Wednesday, September 2, 2015

“Aristocrats: Caroline, Emily, Louisa, and Sarah Lennox, 1740-1832”, by Stella Tillyard


412 pages, The Noonday Press, ISBN-13: 978-0374524470

Aristocrats: Caroline, Emily, Louisa, and Sarah Lennox, 1740-1832 by Stella Tillyard is a joint biography of the fabulous Lennox sisters – but the Lennox sisters aren’t just any aristocrats; oh, no, seeing as they are the great-grand daughters of Charles II and his mistress Louise Renée de Penancoët de Kérouaille, Duchess of Portsmouth, this made them the crème de la crème of aristocrats. Their story, spanning almost the whole of the 18th Century, is one of one of the noblest families in England and the changes that they see in their collected lifetime. As Tillyard demonstrates, the sisters grow up in a world of immense privilege. From childhood, they are surrounded by servants and family members; both their parents were courtiers to George II, so consequently they grew up around the Royal Family, waiting for the time with they, too, will make their debut and take their place amongst the elite of the country.

They are also brought up with the romantic story of how their parents arranged marriage turned into a love match. The girl’s father, the second Duke of Richmond, was married to Lady Sarah Cadogan to pay off a gambling debt between their fathers. Soon after the wedding, the groom, only 18-years-old at the time, took off on a grand tour of Europe, not to return for 3 years. Upon doing so, he attended the theater and was immediately taken by a beauty sitting in one of the boxes, surrounded by admirers – who turned out to be his own wife. With a story such as this swirling about in their brains, it was no wonder that each Lennox sister grew up to expect to have happy marriages and to choose their own husbands – while their parents, of course, felt that since their own marriage was arranged, they knew best for their daughters.
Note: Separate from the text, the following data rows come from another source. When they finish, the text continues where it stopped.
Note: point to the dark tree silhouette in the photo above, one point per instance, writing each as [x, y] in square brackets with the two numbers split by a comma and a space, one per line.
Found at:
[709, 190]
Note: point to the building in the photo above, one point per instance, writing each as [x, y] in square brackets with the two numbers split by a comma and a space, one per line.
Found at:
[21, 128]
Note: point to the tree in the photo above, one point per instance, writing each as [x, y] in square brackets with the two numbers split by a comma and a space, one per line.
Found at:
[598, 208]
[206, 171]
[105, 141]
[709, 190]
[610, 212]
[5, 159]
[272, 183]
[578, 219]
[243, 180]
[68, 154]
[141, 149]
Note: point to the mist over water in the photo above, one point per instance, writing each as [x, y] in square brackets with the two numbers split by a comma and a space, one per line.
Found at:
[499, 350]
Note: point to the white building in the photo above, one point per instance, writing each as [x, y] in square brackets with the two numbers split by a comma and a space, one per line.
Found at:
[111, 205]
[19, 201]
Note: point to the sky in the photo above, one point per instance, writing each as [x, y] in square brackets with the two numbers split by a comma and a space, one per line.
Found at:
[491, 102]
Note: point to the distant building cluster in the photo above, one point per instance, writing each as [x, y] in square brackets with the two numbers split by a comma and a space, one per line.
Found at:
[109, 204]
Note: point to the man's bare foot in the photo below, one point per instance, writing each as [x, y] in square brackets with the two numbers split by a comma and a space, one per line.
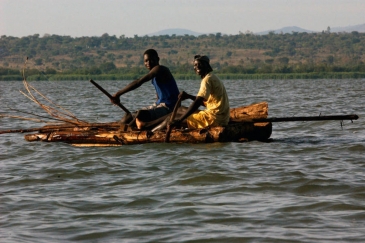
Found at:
[140, 124]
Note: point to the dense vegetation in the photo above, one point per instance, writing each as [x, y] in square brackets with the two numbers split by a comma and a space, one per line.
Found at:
[296, 55]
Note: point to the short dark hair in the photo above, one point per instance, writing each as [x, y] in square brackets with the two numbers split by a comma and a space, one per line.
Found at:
[151, 53]
[205, 61]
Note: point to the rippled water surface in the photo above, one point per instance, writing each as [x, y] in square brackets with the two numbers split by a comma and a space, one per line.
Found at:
[307, 185]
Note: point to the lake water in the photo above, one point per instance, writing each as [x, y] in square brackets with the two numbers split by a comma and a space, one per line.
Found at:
[307, 185]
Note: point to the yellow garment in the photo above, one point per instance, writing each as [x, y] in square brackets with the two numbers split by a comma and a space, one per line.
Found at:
[216, 102]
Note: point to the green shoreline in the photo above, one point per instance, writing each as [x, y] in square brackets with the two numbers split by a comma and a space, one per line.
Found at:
[77, 77]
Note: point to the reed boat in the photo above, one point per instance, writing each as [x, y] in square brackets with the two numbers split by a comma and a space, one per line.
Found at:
[241, 128]
[247, 123]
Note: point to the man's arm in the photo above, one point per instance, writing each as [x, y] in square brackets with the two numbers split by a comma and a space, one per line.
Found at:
[198, 101]
[135, 84]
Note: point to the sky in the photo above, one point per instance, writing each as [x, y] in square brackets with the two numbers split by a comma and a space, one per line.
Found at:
[78, 18]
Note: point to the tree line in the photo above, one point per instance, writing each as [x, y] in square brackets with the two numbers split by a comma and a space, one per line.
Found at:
[245, 54]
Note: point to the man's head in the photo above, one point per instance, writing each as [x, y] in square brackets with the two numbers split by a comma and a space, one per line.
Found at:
[201, 65]
[151, 58]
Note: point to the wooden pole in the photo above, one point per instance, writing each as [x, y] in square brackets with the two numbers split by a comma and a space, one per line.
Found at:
[305, 118]
[169, 128]
[109, 95]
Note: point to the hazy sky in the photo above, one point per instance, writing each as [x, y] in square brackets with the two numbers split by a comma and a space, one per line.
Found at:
[140, 17]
Caroline is the first to rebel. Unmarried at 20, and almost on the shelf, she becomes fascinated by Henry Fox, an atheist, and a former libertine, twenty years her senior, he was no one’s idea of a perfect match, certainly not Caroline’s parents. Although he was a rising politician, he was impoverished. Still, Caroline and Henry fell in love and eloped, leading her parents to refuse to see her. The next sister, Emily, the beauty of the family and the favorite daughter, is pursued by the Earl of Kildare (and future Duke of Leinster), the leading aristocrat in Ireland. He’s no more to her parents liking than Henry Fox. Their chief objection? He was Irish. However, Emily was used to getting what she wanted, and she soon managed to sway her parents to letting her marry the Earl of Kildare at the age of 15. The day after her marriage, with the consent of her husband, Emily hightails it over to her sister Caroline’s house for a reconciliation. It is only after Emily has her first child, that Caroline and her parents are reconciled, although they apparently never warm to her happy and successful marriage to Henry Fox (future Lord Holland). After bearing her first husband 19 children, Emily later scandalizes both the aristocracy and her sisters when she remarries after Leinster’s death to her children’s tutor, a younger Scotsman named William Ogilvie with whom she had been having an affair. Her youngest son, although acknowledged by Kildare, was in fact Ogilvy’s. She and Ogilvie had three children after their marriage. Lady Sarah Lennox, the second youngest, has the longest road to happiness of all the sisters. She arrives back in England at the age of 14, after having spent most of her childhood in Ireland with her sisters Louisa and Cecilia after their parents’ death. The future George III falls in love with her, and her family encourages the idea that a match might be made between the two. But after George becomes King, a more suitable match with the German princess Charlotte of the Duchy of Mecklenburg-Strelitz is arranged. Sarah feels embarrassed and humiliated at the rejection and rushes into marriage with George Bunbury, who turns out to be indifferent and boring, stumbles into a love affair with Lord William Gordon by whom she has an illegitimate child. Ostracized by society after her husband divorces her, Sarah lives in a kind of purgatory with her brother until she finally finds happiness as the wife of a career soldier, George Napier.

The heart of Tillyard’s tale is family: the Lennox family suffers from petty quarrels, jealously and heartbreak, just like any other family; it’s just they are happen to be extremely rich and privileged. The sister’s fight over their parents will, and then later Emily and Caroline are estranged for years over Lady Sarah’s scandalous behavior. Tillyard gives the reader a good idea of what it was like for a woman of that time period, especially if she transgressed the moral codes and got caught – even if she were an aristocrat.